E no fim de muitas lágrimas e voltas ao meu amigo pilar, porque ele é que era o verdadeiro amigo, pois aguentava a tormenta sem dar sugestão, a porta abria-se de luz e olhava para ti. Sabia que eras tu, mãe.
Sem despedida, corria com passo alargado e respirar abafado para os teus braços macios que esmagava com toda a força que tinha, como se fosse a primeira vez que o teu olhar me beijasse.
quinta-feira, maio 05, 2005
Escadas Rolantes
As pernas de Agostinho Busca já estavam gastas, como as solas dos seus sapatos pretos ao pisarem os degraus de pedra da eterna escadaria da Calçada do Monte. Enquanto escalava os degraus, lembrava as corridas que fazia com o Diogo Fresco e o Zé Palma. Os três subiam a escadaria a ziguezaguear toda a gente e era sempre o Agostinho que chegava primeiro. Pisava o último degrau, pegava na fisga, voltava-se para trás e tentava acertar o Diogo e o Zé. Era este o prémio da corrida.
Agostinho já estava velho de idade. Sentia-se cansado de ver as mesmas gentes a passarem por ele, sempre com toda a pressa do mundo para chegar ao destino. Quando chegava ao fim da calçada, sentava-se no banco da esquina e enrolava um cigarro. E fumava.
Cada trago de fumo que inalava, as pálpebras magriças despertavam os olhos lunares à procura de vista. A procura acabava por ser fugaz, pois a vista revelava rostos inertes.

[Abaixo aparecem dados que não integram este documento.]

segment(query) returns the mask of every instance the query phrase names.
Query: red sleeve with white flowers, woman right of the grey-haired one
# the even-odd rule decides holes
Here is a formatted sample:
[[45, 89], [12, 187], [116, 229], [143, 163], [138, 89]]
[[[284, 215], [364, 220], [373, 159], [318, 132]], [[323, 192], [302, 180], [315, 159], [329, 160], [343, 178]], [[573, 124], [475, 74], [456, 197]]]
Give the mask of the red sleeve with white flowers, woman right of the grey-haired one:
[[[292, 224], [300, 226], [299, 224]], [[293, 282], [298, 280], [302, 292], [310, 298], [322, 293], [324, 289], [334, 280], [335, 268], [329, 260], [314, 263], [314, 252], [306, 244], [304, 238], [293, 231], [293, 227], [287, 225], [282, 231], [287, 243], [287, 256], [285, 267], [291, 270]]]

No dia seguinte, quando se depara com a Calçada, apercebe-se da inauguração de uma escada paralela à que sempre existiu. Uma escada rolante. Degraus de ferro nasciam da terra e transportavam uma cordilheira de gente impaciente pela chegada. Agostinho Busca vibrou. Avançou amedrontado pelas pernas medrosas, de olhos fixos nos degraus em movimento constante. Mal teve tempo para cansar, pois já tinha chegado lá acima. Quando ia enrolar o seu cigarro, o banco estava ocupado. Um rosto moribundo, velho e cansado olhava sem fim. Agostinho estava incrédulo. Algo estava diferente. Todos quanto via em seu redor estavam velhos. Velhos de vida.
Desceu pelos degraus de ferro sem olhar para trás, pois não queria tornar a ver aquela visão aterradora. Quando olha para a escadaria de pedra, repara que está sozinha, sem passos. Larga a escada rolante apinhada de gente e começa a subir o saudoso calvário de pedra, ansioso pelo que estava a prever no seu imaginário. E chegou. E ri-se. Gargalhadas compassadas cada vez mais intensas chamam o olhar dos putos. E Agostinho Busca apalpa o bolso das calças à procura da sua fisga, com o Diogo e o Zé à espreita atrás da esquina.
quarta-feira, maio 04, 2005
Acordar
Acordo com sobressalto do limbo profundo. Atraído pelo teu sorriso hamletiano.
segunda-feira, maio 02, 2005
Tempo Fiel
Acordava sempre todos os dias à mesma hora. Ao fim de 68 anos de vida, o despertador já respeitava o dono.
Adiantava alguns segundos com o propósito de não estragar a pontualidade automática do seu organismo.
Dava gozo ao Vicente acordar antes do toque baforento do relógio despertador. Mal sabia o Vicente o quanto o relógio gostava dele. Como era um fiel súbdito e discreto obediente. O que sentia quando via o sorriso do Vicente ao acordar, um sorriso vitorioso, como se tivesse ganho a batalha mais maléfica contra o Diabo.
Nesse dia, o Vicente não acordou. A triste raiva do relógio passou pelo tempo em silêncio.
Nunca mais teve coragem para tocar o despertar.